Ia menggerakkan pergelangan tangannya yang nyaris terjepit lingkar borgol. Tadi ia sudah berusaha menegangkan lengan-lengannya saat polisi memasangkan borgol itu. Kata teman satu selnya, hal itu akan membuat borgol terpasang lebih longgar, dan jika beruntung bisa meloloskan ibu jari dari sendinya, dia akan bisa melepaskan diri. Tapi ternyata sama saja. Tangannya masih terjepit lingkar borgol dan bagian sisi pergelangannya mulai lecet karena ia terus berusaha melepaskannya sejak tadi.

Pintu terbuka. Tanpa harus mengangkat wajahnya dari meja, ia bisa melihat polisi berperut gendut itu berdiri di ambang pintu. Dengan cangkir kopi di satu tangan dan gulungan koran di tangannya yang lain, memandanginya. Batinnya menebak-nebak apakah polisi itu akan menanyakannya pertanyaan yang sama seperti dalam empat belas hari terakhir ini.

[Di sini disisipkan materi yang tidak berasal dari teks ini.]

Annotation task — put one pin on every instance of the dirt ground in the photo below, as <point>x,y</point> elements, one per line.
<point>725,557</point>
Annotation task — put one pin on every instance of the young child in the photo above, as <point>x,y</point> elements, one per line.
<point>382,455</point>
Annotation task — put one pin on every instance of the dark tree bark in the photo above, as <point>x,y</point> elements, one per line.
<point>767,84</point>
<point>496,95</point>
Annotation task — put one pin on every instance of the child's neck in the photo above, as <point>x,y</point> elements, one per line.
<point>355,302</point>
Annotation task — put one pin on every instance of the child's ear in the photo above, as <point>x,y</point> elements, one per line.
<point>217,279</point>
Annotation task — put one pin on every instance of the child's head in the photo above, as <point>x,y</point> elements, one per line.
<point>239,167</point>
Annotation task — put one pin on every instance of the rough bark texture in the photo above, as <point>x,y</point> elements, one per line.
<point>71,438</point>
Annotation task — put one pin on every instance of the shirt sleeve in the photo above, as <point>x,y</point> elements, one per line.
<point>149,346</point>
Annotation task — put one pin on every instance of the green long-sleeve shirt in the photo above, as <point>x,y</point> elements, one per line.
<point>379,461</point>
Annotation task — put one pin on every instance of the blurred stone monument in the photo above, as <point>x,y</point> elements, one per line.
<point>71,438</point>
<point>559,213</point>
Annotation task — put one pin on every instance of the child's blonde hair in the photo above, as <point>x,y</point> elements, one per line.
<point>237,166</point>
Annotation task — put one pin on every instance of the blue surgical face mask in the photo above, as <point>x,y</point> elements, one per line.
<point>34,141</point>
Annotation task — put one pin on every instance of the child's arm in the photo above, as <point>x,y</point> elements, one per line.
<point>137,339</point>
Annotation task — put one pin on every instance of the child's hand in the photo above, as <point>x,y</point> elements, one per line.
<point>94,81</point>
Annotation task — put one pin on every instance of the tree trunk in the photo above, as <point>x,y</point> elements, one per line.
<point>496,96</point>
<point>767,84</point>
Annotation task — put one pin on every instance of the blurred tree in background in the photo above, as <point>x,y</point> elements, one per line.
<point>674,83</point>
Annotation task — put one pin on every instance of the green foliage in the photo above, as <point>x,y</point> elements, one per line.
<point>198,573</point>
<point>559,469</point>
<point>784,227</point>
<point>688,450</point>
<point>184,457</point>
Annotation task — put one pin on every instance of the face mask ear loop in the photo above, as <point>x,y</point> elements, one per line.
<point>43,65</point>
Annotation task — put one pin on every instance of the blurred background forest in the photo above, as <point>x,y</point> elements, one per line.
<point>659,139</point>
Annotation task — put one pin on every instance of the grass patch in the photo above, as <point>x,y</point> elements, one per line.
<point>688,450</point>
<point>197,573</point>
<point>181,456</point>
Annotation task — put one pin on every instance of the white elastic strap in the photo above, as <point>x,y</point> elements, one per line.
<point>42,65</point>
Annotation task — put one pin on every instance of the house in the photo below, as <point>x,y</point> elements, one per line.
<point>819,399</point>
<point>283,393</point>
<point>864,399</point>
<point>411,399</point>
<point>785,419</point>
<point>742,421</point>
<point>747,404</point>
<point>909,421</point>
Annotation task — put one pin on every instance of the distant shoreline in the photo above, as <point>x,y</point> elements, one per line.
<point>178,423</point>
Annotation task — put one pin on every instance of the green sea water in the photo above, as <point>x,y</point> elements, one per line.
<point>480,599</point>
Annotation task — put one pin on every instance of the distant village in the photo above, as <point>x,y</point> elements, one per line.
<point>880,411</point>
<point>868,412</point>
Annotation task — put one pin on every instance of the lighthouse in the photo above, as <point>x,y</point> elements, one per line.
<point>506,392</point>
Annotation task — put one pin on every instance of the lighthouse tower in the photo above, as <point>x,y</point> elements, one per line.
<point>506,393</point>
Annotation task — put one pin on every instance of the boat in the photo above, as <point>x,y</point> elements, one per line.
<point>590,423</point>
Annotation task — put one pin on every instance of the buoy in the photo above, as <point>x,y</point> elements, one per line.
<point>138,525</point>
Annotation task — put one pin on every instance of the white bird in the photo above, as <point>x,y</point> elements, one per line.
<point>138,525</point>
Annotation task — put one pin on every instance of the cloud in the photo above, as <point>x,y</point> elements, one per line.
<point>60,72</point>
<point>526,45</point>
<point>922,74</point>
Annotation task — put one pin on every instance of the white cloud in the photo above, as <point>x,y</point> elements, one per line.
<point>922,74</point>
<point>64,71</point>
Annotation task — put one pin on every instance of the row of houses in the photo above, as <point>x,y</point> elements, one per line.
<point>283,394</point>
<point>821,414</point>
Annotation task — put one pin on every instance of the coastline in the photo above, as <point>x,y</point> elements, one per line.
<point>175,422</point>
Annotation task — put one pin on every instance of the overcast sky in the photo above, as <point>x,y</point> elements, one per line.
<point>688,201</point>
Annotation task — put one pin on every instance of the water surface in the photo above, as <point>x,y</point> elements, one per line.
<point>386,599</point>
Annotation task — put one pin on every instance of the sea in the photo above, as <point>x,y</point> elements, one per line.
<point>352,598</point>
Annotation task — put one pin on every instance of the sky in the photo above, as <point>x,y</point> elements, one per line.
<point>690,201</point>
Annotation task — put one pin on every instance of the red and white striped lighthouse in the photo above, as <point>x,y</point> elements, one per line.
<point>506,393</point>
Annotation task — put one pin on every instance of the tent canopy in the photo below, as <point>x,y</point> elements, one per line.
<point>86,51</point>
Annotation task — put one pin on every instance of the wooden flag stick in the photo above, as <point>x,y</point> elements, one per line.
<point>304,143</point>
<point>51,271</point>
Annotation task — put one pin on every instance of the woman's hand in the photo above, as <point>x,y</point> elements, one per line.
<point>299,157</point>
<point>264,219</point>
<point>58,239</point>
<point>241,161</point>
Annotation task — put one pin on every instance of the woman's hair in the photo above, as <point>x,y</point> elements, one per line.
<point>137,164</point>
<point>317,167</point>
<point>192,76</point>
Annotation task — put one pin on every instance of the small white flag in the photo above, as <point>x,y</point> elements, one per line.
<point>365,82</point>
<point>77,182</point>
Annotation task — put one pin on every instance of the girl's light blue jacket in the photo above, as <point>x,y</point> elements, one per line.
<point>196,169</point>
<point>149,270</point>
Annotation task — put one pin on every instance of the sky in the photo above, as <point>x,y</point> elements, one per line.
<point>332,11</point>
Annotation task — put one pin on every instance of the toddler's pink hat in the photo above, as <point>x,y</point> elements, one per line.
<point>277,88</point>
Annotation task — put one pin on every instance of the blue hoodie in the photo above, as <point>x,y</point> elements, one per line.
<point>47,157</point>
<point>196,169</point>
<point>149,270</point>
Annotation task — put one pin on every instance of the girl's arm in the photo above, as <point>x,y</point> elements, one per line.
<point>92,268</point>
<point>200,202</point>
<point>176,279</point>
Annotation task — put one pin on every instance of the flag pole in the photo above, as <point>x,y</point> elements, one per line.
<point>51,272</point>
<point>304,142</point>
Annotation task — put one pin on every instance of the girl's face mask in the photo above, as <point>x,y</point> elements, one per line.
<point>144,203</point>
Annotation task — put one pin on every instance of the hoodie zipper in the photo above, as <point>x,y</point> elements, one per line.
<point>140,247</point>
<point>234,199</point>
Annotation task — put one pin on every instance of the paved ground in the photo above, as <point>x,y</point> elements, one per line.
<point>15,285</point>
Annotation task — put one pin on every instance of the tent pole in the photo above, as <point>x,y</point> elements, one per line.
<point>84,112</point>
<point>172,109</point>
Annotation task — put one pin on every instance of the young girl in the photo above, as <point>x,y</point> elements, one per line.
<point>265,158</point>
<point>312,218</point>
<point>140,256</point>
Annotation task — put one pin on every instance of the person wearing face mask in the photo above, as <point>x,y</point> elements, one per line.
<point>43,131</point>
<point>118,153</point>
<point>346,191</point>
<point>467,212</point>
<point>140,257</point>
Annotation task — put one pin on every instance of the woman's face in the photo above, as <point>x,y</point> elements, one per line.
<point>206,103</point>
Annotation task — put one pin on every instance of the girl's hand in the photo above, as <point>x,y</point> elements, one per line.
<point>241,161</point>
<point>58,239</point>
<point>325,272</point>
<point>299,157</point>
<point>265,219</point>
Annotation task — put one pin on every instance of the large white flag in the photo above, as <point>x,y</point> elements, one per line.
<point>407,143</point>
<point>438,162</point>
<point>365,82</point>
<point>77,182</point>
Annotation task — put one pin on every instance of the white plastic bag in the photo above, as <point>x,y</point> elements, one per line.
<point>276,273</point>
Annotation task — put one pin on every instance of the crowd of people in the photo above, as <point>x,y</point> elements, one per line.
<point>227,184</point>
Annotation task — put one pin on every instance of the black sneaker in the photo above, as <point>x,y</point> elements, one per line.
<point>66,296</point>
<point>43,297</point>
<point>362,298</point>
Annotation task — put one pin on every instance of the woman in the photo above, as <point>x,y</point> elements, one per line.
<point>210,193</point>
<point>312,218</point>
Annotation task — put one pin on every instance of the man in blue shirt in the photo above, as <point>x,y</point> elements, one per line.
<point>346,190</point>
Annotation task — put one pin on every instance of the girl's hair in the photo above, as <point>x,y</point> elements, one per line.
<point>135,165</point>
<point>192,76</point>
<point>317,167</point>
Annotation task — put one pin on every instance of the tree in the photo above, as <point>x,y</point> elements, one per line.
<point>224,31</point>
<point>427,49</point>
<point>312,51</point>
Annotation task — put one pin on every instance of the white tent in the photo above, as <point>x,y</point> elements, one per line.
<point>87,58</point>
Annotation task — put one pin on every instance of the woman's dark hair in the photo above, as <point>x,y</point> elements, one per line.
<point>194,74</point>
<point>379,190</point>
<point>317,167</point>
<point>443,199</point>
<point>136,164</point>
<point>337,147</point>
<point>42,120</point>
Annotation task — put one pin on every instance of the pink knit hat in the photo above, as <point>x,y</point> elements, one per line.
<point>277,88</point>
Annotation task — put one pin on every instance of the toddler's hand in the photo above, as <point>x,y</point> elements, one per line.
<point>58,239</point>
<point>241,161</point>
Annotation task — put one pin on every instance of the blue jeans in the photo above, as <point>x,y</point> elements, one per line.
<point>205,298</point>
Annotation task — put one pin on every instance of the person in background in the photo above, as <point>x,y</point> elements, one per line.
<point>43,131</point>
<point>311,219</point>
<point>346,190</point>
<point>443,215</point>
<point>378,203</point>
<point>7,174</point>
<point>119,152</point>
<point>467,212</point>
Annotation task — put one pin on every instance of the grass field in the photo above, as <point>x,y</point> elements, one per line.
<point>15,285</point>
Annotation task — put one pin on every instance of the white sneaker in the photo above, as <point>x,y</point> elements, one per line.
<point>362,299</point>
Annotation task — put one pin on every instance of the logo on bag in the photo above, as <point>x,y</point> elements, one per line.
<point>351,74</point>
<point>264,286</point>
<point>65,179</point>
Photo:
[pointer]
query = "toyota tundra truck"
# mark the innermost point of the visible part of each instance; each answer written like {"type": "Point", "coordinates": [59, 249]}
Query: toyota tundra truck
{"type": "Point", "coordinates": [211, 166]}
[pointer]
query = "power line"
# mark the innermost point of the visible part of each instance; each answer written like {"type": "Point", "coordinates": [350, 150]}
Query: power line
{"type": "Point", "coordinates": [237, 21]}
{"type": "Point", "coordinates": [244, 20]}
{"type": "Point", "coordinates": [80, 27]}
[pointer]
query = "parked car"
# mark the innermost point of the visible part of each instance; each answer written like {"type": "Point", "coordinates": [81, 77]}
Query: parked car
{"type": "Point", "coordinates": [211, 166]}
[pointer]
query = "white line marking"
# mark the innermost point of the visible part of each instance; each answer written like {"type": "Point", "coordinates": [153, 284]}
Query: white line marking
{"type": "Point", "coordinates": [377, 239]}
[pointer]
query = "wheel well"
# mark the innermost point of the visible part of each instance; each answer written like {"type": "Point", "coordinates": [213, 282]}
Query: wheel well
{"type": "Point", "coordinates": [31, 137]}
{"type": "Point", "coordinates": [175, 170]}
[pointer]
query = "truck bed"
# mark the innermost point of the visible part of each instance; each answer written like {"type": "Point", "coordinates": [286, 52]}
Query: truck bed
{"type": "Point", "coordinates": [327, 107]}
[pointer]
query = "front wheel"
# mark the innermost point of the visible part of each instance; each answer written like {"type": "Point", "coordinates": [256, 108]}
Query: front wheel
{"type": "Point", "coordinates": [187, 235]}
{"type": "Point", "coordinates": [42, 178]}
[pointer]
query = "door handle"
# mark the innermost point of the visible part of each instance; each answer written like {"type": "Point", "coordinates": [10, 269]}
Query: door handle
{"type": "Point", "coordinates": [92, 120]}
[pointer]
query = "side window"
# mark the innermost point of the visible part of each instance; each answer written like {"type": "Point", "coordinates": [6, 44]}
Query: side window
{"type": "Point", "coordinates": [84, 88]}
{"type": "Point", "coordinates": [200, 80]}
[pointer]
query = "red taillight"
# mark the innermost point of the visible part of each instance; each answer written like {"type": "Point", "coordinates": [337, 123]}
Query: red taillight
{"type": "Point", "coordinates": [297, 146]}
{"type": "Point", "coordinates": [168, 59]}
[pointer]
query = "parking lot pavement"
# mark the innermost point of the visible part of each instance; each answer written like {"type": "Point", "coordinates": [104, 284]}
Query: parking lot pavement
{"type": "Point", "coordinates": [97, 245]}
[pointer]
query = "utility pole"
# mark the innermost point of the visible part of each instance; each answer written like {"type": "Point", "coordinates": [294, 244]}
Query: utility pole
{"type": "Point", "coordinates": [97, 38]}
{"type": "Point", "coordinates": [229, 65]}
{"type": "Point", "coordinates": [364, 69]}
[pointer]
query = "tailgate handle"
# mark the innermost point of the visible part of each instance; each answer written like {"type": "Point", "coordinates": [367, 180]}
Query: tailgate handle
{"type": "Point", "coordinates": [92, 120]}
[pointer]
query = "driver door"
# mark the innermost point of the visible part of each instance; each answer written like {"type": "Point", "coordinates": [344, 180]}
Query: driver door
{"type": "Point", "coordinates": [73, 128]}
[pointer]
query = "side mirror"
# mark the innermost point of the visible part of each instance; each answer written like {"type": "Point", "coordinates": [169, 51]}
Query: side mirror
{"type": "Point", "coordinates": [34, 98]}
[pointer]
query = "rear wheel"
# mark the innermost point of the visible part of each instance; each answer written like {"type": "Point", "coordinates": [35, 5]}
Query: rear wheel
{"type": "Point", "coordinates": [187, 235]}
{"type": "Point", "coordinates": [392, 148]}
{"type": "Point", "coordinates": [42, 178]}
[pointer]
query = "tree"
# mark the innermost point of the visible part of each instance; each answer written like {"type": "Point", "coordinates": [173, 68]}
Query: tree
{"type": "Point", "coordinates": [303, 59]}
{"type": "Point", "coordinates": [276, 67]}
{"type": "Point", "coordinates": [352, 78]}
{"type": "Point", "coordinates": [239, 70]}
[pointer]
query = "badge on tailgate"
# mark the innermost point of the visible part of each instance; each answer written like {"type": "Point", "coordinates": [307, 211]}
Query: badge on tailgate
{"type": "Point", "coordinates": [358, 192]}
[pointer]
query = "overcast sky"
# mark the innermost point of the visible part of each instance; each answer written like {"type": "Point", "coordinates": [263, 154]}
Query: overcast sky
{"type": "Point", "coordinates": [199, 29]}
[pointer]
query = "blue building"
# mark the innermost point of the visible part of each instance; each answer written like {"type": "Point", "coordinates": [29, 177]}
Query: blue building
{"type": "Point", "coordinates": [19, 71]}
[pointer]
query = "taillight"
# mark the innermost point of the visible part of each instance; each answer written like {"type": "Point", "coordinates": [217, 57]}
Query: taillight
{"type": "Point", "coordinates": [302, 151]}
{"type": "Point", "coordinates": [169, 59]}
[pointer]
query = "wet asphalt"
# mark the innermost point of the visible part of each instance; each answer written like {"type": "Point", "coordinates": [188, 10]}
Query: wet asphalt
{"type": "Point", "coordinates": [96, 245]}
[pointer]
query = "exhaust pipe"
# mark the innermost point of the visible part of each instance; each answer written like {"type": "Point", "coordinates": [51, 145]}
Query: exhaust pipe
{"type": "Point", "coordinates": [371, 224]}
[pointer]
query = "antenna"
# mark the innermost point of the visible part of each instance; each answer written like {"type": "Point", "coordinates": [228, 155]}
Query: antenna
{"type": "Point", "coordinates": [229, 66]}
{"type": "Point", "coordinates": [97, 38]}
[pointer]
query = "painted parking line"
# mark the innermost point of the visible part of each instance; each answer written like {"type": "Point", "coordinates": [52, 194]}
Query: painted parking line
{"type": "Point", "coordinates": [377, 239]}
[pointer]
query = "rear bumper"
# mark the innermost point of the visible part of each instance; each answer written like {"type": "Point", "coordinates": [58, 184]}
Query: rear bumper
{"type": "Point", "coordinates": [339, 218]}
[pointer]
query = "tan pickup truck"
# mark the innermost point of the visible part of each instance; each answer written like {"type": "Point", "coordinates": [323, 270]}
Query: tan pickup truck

"Dayung.., kau sudah makan?" polisi itu bertanya tanpa bergerak dari tempatnya berdiri. "Heh...! Aku tanya!"

"Peduli apa Sampeyan, saya makan atau ndak?" ia menjawab datar.

"Martoyo bilang kau sudah di sini sejak pagi. Tentu saja aku peduli kau makan atau tidak, karena kau di sini sebagai tahananku. Tanggung jawabku. Kalau kau mati kelaparan, aku bisa dipecat oleh negara," sambil nerocos bicara, sosoknya berjalan masuk dan mengambil tempat duduk tepat di depannya. Polisi itu menatapnya dengan tajam dan ia membalas dengan lirikan angkuh yang tak sekuat yang diharapkannya.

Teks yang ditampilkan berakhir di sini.